Dirk Jan Müller est de ceux-ci, multi-instrumentiste et fondateur d'Electric Orange, figure majeure du krautrock contemporain. Quand il n'est pas occupé avec son principal port d'attache, il collabore avec Space Invaders ou s'embarque en solitaire dans des contrées plus cosmiques encore. Cosmic Ground est le vaisseau qui lui permet de parcourir un sombre et vaste infini.
Un an après un premier vol habité (?), il tente aujourd'hui un second voyage, garanti 100 % analogique, pour aller encore plus loin au fond d'un trou noir. Le nom des divers synthétiseurs utilisés pour cela laisse déjà rêveur, promesse de sonorités froidement duveteuses : claviers modulaires, Mellotron, Farsifa, orgue Hammond et le légendaire Moog etc... composent cet échantillonnage électronique.
Comme son devancier, l'album s'articule autour de quatre pistes seulement mais pour près de 80 minutes de musique ! Dire que le bonhomme prend son temps tient de l'euphémisme, étirant au maximum des plaintes d'une monumentale démesure.
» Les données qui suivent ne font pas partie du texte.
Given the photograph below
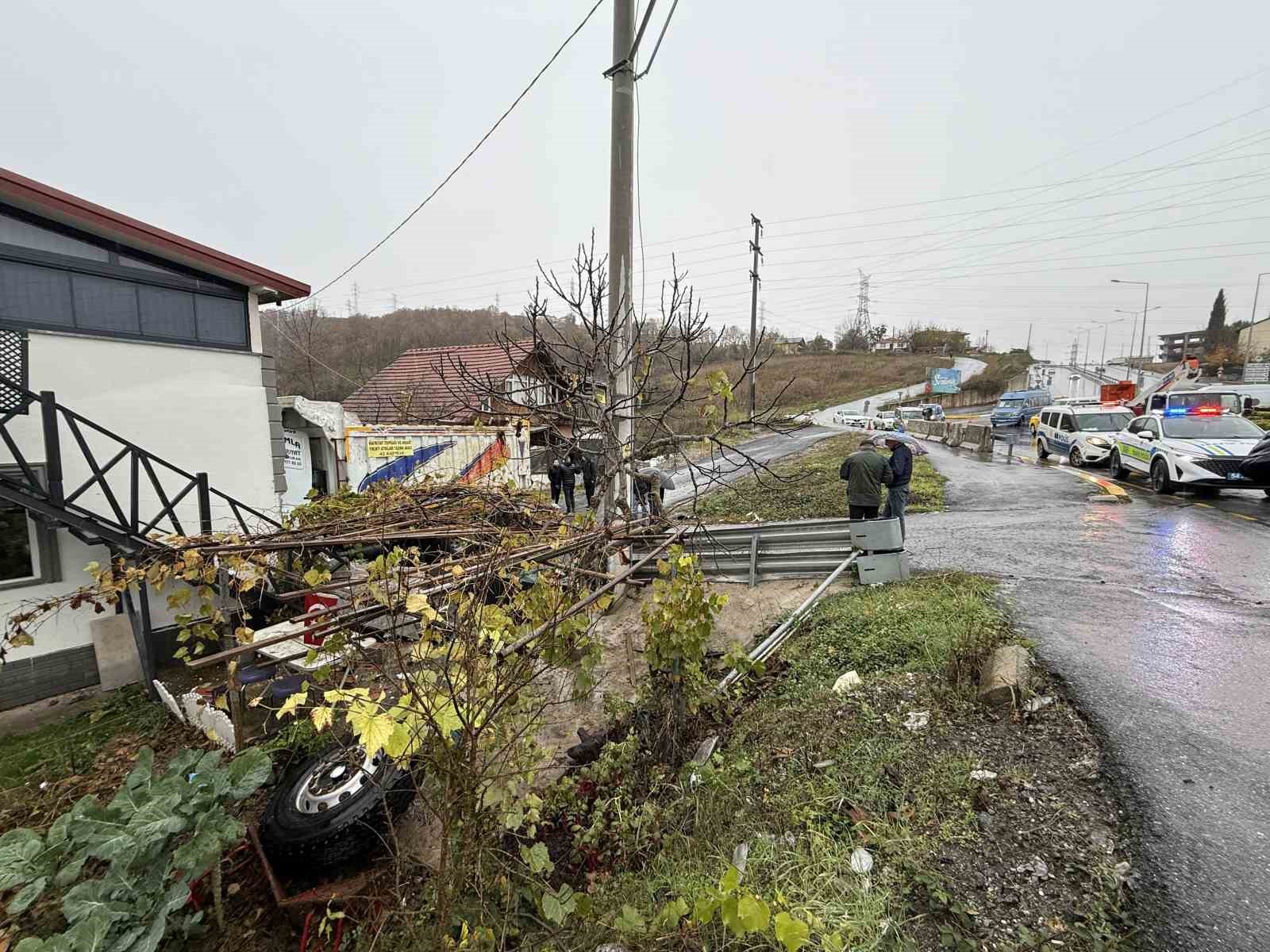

Quatre plages donc, quatre monolithes qui se dressent dans les ténèbres stellaires. Sans afficher des teintes aussi lugubres que les créations de Tangerine Dream période Pink, "Cosmic Ground II" a des allures de trip démentiel d'une noirceur hypnotique qui confine à la transe.
Müller étend des nappes froides et volontairement répétitives, installant l'auditeur dans un état proche de l'Absolu, à l'image de 'Organia', élévation orgasmique dont les boucles entêtantes résonnent comme un mantra crépusculaire. Ce qui pourrait être monotone, et le sera sans doute pour des oreilles insensibles à cette beauté cosmique, bourdonne en réalité d'une myriade de sons, effluves obsédants d'un psychédélisme noir.
Comme le montre 'Sol', montée en puissance pulsative, on a souvent l'impression que rien ne se passe alors qu'en fait, c'est tout un monde obscur qui s'éveille dont on remarque progressivement les détails comme ces étoiles que l'on distingue peu à peu, parsemant une voûte nocturne. De son côté, 'Altair' illustre parfaitement la façon dont le musicien parvient à phagocyter toute trace de lumière et de chaleur, tissant une lente dérive dans l'immensité glaciale et silencieuse de l'univers.
Avec cette seconde échappée en solitaire, Müller repousse ici les limites, s'aventurant dans les profondeurs du cosmos. Ce faisant il accouche du meilleur album de krautrock entendu depuis très longtemps, opus sombrement analogique et psychédélique.